Genetic relatedness analysis

For average nucleotide identity (ANI)-based genome clustering and genetic relatedness measurement, the dRep tool116 was integrated into the ODFM. The ANI value is calculated from two genome sequences. Users can create comparative datasets by selecting FASTA files from the registered data in the ODFM or by uploading their own sequences (Fig. 4a). The query genome sequence (complete or draft) is cut into 1,020 bp-long sequences117, and each fragment is annotated against the whole sequence of the subject genome. Using the MinHash distance to estimate similarity between genomes118, the dRep tool calculates nucleotide identity between each of the query fragments and the subject genome and returns the ANI value, allowing for simple and standardised procedures for genome-related analysis of microbial isolates with closely related strains. The results are provided as a downloadable table and image (Fig. 4b).

Fig. 4
figure 4

ANI calculator function in the ODFM. (a) Screen image of the ANI calculator tab. Users can form comparative datasets by selecting FASTA files from the registered data in the ODFM or by uploading their own sequences. (b) The calculation results are returned as a downloadable table and image.

Discussion

We developed the ODFM, a web-based knowledgebase featuring archival and analytical functions for genome data for bacteria, archaea, eukaryotic microorganisms, and viruses associated with fermented foods. The ODFM is freely available on the website https://odfm.wikim.re.kr. This easily accessible online-browsable resource facilitates rapid and functional explorations of genomes of fermentation-associated microorganisms. Genome sequence and annotation results for reference microorganisms, as well as analytical results, are directly downloadable. All microbial strains registered in the ODFM will be made available. Our team operates a culture collection of fermented food-associated microorganisms, the Microorganism and Gene Bank (https://mgb.wikim.re.kr), at the World Institute of Kimchi.

By using the omics resources combined with the search tools, users are able to evaluate microbial strains isolated from fermented foods as candidate starters, and/or select microbial strain(s) among the deposited resources for use as starters. However, the process of fermentation is difficult to control because the fermentation phenotypes of different isolates are influenced by environmental conditions (e.g., temperature, humidity, and type of ingredients) and interactions with other, pre-colonised microbial communities.
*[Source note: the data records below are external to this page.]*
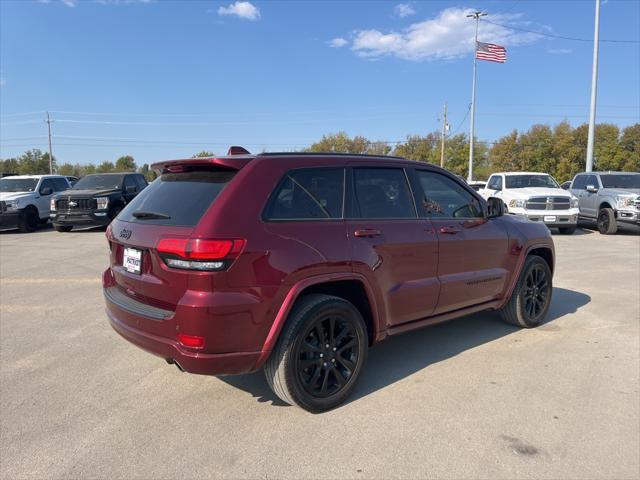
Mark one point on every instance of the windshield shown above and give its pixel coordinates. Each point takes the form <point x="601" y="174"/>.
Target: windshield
<point x="18" y="184"/>
<point x="526" y="181"/>
<point x="620" y="181"/>
<point x="99" y="182"/>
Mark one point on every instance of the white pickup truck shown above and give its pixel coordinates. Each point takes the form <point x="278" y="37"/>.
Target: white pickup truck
<point x="536" y="197"/>
<point x="25" y="200"/>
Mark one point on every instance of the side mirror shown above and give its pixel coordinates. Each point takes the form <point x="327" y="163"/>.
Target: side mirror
<point x="495" y="207"/>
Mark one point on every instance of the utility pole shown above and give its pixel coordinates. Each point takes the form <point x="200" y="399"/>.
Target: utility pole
<point x="476" y="15"/>
<point x="48" y="122"/>
<point x="594" y="90"/>
<point x="445" y="129"/>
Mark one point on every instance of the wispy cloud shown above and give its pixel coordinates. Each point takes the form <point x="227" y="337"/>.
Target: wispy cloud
<point x="244" y="10"/>
<point x="403" y="10"/>
<point x="560" y="51"/>
<point x="337" y="42"/>
<point x="449" y="35"/>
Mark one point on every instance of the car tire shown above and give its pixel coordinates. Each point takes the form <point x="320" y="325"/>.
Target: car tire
<point x="319" y="354"/>
<point x="29" y="220"/>
<point x="607" y="224"/>
<point x="531" y="297"/>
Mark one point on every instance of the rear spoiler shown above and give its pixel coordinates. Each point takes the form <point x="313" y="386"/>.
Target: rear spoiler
<point x="236" y="158"/>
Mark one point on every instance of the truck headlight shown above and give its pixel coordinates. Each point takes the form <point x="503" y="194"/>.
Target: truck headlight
<point x="102" y="202"/>
<point x="12" y="205"/>
<point x="626" y="202"/>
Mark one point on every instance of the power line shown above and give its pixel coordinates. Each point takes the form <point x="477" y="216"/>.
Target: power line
<point x="551" y="35"/>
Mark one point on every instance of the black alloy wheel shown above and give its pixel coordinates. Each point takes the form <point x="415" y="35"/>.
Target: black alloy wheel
<point x="327" y="356"/>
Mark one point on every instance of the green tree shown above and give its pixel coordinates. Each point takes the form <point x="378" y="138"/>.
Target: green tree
<point x="126" y="164"/>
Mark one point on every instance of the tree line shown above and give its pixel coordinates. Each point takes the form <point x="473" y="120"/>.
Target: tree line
<point x="559" y="150"/>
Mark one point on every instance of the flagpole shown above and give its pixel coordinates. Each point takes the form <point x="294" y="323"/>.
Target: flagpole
<point x="477" y="16"/>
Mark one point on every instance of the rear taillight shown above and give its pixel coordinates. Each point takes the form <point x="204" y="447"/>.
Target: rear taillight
<point x="199" y="254"/>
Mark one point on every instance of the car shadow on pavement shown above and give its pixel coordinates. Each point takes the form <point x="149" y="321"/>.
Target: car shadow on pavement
<point x="399" y="357"/>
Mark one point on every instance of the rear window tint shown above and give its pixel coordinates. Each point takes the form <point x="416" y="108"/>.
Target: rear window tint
<point x="308" y="194"/>
<point x="184" y="197"/>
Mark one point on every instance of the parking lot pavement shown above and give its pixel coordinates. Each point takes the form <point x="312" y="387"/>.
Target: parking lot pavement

Previous studies have reported findings that allow linking of certain fermentative microbes with expected key features/metabolites in kimchi fermentation. Leuconostoc and Lactobacillus species are the major mannitol- and gamma-aminobutyric acid-producing LAB, respectively119. Lactococcus and some Lactobacillus species are homo-fermentative LAB responsible for the production of lactate from pyruvate by lactate dehydrogenase120. Leuconostoc mesenteroides, Lactobacillus sakei, and Weissella koreensis convert pyruvate to diacetyl/acetoin by using acetolactate synthase, acetolactate decarboxylase, and diacetyl reductase and thus contribute to the flavour of kimchi15,20,121.

We expect the ODFM to provide a framework for the analysis of genome characteristics of microorganisms isolated from various fermented foods. To increase the usage of the data and information contained in the ODFM knowledgebase, we will continuously improve the features and performance of each function. By adding categories of fermented foods based on global consumer preferences and encompassing microbial resources, our long-term goal with the ODFM is to facilitate the genomic characterisation of food microorganisms and their application as fermentation starters, as well as further functional probiotics and biological agents.